In Germany, a total of 14,900 t of polycarboxylates was consumed in 2008 predominantly as co-builders in detergents where they played a key role in the development of phosphate-free detergents. Polycarboxylates are polymers based on acrylic acid or maleic acid, with both homopolymers and copolymers being required by the LHCP industry. Currently there are no known bio-based chemicals with a similar performance spectrum.

Specialties

Aside from these high-volume materials, there is a wide range of organic ingredients used in LHCPs, of which the quantities consumed in 2008 remained below the 10,000 t delineation limit. Due to their tailored properties and special functionalities, their replacement by bio-based chemicals is only possible to a limited degree. Within this group enzymes, carboxymethyl cellulose, and perfume oils are the categories where renewable raw materials play a prominent role.

Enzymes

Enzymes play a particularly important functional role in LHCPs because they enable the selective, gentle removal of critical, natural stains (e.g. blood, protein and starch). The total volume of enzymes used in 2008 amounted to 4,200 t, the majority being proteases and amylases.
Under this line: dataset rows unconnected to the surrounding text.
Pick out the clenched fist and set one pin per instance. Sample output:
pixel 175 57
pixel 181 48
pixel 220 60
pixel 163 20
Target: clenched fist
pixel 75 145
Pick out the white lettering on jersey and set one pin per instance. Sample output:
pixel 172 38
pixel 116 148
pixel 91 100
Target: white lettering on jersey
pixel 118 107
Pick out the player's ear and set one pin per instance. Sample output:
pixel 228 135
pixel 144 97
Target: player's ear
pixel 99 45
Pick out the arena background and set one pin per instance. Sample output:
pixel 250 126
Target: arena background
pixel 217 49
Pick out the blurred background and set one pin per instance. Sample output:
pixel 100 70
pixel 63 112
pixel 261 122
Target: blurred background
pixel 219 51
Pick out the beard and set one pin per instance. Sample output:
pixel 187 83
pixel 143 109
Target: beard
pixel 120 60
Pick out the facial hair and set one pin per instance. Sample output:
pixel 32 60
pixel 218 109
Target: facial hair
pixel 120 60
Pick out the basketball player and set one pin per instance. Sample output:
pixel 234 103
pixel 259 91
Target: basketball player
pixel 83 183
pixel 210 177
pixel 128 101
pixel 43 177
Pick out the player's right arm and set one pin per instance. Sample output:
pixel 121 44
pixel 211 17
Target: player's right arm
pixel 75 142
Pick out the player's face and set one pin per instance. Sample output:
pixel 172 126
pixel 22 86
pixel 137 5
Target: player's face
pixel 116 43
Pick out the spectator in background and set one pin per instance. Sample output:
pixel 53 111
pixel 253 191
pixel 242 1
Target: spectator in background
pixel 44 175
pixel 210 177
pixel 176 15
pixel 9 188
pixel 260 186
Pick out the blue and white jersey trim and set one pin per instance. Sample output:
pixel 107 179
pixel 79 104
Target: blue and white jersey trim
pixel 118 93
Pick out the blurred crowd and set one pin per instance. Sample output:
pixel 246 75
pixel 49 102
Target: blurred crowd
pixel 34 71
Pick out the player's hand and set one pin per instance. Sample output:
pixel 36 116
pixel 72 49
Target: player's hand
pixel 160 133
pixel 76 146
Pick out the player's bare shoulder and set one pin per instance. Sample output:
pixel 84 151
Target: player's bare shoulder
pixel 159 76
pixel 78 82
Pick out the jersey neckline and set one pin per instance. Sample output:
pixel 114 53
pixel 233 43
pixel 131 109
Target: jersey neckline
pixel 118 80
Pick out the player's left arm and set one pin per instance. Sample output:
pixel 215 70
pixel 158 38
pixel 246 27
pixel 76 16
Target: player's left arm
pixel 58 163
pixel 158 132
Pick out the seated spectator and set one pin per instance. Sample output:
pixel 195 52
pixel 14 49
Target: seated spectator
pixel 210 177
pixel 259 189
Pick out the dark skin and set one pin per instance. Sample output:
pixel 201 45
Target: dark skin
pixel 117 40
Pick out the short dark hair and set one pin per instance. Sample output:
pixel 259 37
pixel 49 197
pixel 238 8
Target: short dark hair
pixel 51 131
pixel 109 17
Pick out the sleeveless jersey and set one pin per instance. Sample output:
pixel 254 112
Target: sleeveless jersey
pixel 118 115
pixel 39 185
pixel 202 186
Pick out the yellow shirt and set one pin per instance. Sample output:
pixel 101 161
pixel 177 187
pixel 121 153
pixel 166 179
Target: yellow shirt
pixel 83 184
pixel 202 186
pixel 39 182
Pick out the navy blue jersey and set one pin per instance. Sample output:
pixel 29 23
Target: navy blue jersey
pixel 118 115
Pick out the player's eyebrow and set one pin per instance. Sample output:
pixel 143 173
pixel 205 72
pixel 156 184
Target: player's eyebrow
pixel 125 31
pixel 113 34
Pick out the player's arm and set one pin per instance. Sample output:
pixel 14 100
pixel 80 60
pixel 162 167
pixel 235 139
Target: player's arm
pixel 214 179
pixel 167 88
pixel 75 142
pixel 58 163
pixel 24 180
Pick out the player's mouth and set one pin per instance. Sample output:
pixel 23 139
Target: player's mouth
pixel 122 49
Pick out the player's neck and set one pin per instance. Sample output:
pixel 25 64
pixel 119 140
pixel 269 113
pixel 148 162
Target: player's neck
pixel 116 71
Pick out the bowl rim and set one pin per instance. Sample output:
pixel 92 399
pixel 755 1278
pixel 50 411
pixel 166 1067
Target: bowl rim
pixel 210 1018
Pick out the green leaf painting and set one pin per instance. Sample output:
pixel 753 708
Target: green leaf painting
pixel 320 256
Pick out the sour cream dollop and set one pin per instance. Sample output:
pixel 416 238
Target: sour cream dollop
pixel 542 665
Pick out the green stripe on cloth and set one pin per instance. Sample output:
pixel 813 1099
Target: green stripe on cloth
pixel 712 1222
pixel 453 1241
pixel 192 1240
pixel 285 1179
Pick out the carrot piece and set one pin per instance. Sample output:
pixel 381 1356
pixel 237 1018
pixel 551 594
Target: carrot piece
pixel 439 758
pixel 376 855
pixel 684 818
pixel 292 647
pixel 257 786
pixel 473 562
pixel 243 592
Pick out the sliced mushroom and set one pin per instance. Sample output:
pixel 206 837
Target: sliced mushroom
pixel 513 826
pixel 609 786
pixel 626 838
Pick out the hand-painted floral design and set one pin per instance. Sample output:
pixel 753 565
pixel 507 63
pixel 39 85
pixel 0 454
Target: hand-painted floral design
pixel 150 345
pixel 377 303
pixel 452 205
Enzymes are exclusively manufactured through fermentation by using various sources of renewable raw materials as a feedstock.

Carboxymethyl Cellulose

Carboxymethyl cellulose [CMC] is used in laundry detergents as a soil carrier to counter the problem of graying in fabrics. The quantities used in Germany in 2008 equated to around 3,600 t. CMC is a chemically modified cellulose in which, depending on the application, approx. 0.5 - 1.5 % of all monomers are converted with a carboxymethyl group.

Perfume Oils

In 2008, the German LHCP-manufacturing industry consumed around 8,400 t of perfume oils. Perfume oils are complex blends of natural, semi-synthetic and synthetic ingredients. The proportion of renewable raw materials (typically essential oils) employed in perfume oils are currently estimated at 10% of the total tonnage in this class.